On the question of boycotts, Schachter said that “JSpaceCanada has from its very beginning opposed any form of boycott, divestment or sanctions (BDS) when it comes to Israel. The international BDS movement is simply too saturated with anti-Israel bias and rhetoric, and many of its participants reject the entire notion of a Jewish state.”
Yet while Schachter commended the church for acknowledging problems in the BDS movement and opting instead for a more “nuanced and defensible position” in the form of a settlements boycott, he argued that “in practical terms, it is difficult if not impossible to enforce without also hurting Israelis outside the settlements. Most significantly, it serves only to isolate and harden Israel and its supporters when what is most urgently needed is close contact and diplomacy.”
This is the nuanced explanatory approach that CIJA should have taken in its PR blitz last week.
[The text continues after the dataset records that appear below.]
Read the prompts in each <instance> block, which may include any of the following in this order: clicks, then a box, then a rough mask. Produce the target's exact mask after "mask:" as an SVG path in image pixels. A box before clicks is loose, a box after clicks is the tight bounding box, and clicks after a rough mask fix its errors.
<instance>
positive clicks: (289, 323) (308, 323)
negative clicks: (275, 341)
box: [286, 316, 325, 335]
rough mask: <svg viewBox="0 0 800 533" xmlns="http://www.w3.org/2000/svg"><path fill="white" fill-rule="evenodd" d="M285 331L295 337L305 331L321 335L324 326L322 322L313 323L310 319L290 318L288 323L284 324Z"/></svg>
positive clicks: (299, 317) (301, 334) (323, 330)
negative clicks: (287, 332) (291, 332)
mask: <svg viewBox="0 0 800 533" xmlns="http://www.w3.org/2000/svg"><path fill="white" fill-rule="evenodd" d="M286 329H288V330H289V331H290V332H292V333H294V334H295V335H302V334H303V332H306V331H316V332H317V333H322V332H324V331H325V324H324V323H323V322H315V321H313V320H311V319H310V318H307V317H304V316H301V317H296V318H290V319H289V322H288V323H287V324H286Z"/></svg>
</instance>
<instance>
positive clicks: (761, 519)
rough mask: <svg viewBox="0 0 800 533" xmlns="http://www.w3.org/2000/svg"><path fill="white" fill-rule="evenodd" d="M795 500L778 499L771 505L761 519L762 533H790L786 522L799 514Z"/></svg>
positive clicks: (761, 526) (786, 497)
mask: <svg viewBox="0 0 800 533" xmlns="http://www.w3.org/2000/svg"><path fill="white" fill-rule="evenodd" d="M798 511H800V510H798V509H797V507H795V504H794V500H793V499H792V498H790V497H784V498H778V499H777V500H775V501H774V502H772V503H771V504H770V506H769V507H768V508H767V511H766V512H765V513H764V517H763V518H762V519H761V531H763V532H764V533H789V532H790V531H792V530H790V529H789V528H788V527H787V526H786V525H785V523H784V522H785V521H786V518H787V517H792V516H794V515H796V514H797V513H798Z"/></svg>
Unfortunately, in trying to square a circle and represent all views in the Jewish community while simultaneously out-doing its advocacy competitors, CIJA – to put it charitably – twisted itself in knots. In doing so, it unnecessarily provoked a bun fight with the CFPN and made itself look hypocritical.
It’s worth noting that this kind of interfaith (and internecine) train wreck rarely happened during the 90-year-history of Canadian Jewish Congress. And it’s particularly hard to recall it ever happening under the watch of Bernie Farber, Congress’ former CEO, who usually managed to head off this kind of conflict well before it became a crisis. His contacts were strong, and as someone on the centre-left of the political spectrum with a long history in interfaith relations and working with anti-racist groups, he knew how to engage the left and speak its language. This allowed him and his team to present Israel’s case in ways that progressives could understand and relate to.
Congress was folded into CIJA a few years back as part of a reorganization of advocacy groups aligned with Canada’s local Jewish federations, and, unfortunately, Farber was left out in the cold when the top job at CIJA went to Fogel, a former head of the now-defunct Canada-Israel Committee.
Lately, he’s been writing opinion pieces for Canadian newspapers and websites, after losing his bid to represent the Toronto-area riding of Thornhill as a Liberal candidate in the last provincial election.
Could this whole mess been avoided with him in the mix?
This wasn’t the United Church’s finest hour, but neither was it so for Canada’s Jewish advocacy groups.
It appears that Farber’s contacts, outlook and skill set are sorely missed.